TCP/IP Networking basics
Topology
A number of hosts connected to a central switch, and connected to other networks through a gateway (router).
Layers (TCP/IP stack)
Link (OSI 2/1)
The link layer handles the actual transmission of data, relying on dedicated hardware (a networking interface) identified by a unique 48 digits MAC address.
Internet (OSI 3)
This layer is used to transport data between nodes in a network.
Transport (OSI 4)
This layer is responsible for communication between processes, and utilizes different ports for different services.
At this layer information get segmented for transmission.
Application (OSI 7/6/5)
This layer features application protocols like http, ftp, smtp.

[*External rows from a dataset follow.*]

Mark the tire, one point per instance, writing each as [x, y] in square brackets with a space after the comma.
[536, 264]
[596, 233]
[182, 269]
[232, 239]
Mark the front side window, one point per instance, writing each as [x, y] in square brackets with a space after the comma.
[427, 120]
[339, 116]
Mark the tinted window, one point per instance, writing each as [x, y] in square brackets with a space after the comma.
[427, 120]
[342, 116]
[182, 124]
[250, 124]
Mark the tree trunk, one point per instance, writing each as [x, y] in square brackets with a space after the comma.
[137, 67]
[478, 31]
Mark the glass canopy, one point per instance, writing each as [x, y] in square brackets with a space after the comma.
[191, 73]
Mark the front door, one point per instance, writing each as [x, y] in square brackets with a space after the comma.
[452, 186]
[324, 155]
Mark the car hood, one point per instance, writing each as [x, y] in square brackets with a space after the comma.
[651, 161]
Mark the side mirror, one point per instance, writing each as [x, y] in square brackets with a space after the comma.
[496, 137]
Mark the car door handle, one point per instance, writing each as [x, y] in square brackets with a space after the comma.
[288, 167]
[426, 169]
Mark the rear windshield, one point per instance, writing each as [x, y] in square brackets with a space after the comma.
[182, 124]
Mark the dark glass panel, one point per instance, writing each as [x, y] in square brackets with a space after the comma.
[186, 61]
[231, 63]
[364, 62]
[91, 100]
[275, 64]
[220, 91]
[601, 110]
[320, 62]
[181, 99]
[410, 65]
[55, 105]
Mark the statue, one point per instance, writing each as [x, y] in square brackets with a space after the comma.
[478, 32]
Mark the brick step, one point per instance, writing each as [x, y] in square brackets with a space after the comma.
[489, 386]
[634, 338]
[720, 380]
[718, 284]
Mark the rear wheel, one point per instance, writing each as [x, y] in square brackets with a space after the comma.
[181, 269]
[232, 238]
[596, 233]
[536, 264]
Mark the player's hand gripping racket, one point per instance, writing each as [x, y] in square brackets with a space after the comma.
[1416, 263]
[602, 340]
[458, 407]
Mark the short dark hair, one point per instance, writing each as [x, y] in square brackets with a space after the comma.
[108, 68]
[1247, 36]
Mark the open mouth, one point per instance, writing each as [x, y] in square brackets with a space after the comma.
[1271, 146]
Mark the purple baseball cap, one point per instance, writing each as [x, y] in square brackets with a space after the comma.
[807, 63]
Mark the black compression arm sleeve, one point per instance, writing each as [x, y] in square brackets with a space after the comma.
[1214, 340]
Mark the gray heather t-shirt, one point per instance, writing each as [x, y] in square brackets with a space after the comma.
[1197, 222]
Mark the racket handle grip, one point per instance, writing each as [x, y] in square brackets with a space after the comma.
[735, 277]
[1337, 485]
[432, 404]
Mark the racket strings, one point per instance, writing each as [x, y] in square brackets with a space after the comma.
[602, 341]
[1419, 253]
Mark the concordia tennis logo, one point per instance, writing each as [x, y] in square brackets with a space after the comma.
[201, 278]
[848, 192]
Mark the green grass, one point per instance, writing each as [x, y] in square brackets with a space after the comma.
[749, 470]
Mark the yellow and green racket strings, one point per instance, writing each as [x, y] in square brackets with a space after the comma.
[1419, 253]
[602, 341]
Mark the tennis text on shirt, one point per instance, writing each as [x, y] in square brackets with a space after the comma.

The application layer is responsible for transmitting user data between applications.
Transport layer protocols
IP
Identifies hosts and defines routing paths.
IPv4 address
An IPv4 address is a 32 bits number.
In an IP addresses, the first N
bits represent the the network the
address belongs to, while the remaining n
bits identify the host.
Network classes
Network addresses are grouped in classes. Each class a network address designed for private use.
- Class A
N = 8: [1-127].x.x.x/8 (255.0.0.0)
private network:
10.x.x.x/8
- Class B
N = 16: [129-191].x.x.x/16 (255.255.0.0)
private network:
172.16.x.x/12
- Class C
N = 24: [192-223].x.x.x/24 (255.255.255.0)
private network:
192.168.x.x/16
- Class D
[224-239].x.x.x
Class D is reserved for multicast.
- Loopback
127.0.0.1/32
- Link local addresses
169.254.x.x/16
It is assigned when dynamic addresses can't be obtained (via DHCP). It is not routable.
ICMP
It's a protocol used to diagnose network issues.
TCP
Encapsulates data into packets and trasmits them to the remoce end of the connection; it can check for errors and resend packets if needed.
TCP packets are reassembled into one logical piece of information to be sent to the application layer.
UDP
Its an unreliable, connection-less protocol: data are sent to the remote end without any prior connection established, and without checking (and thus resending) lost packets.
It's faster than TCP and employed where low latency is a must and data integrity is not a requirement.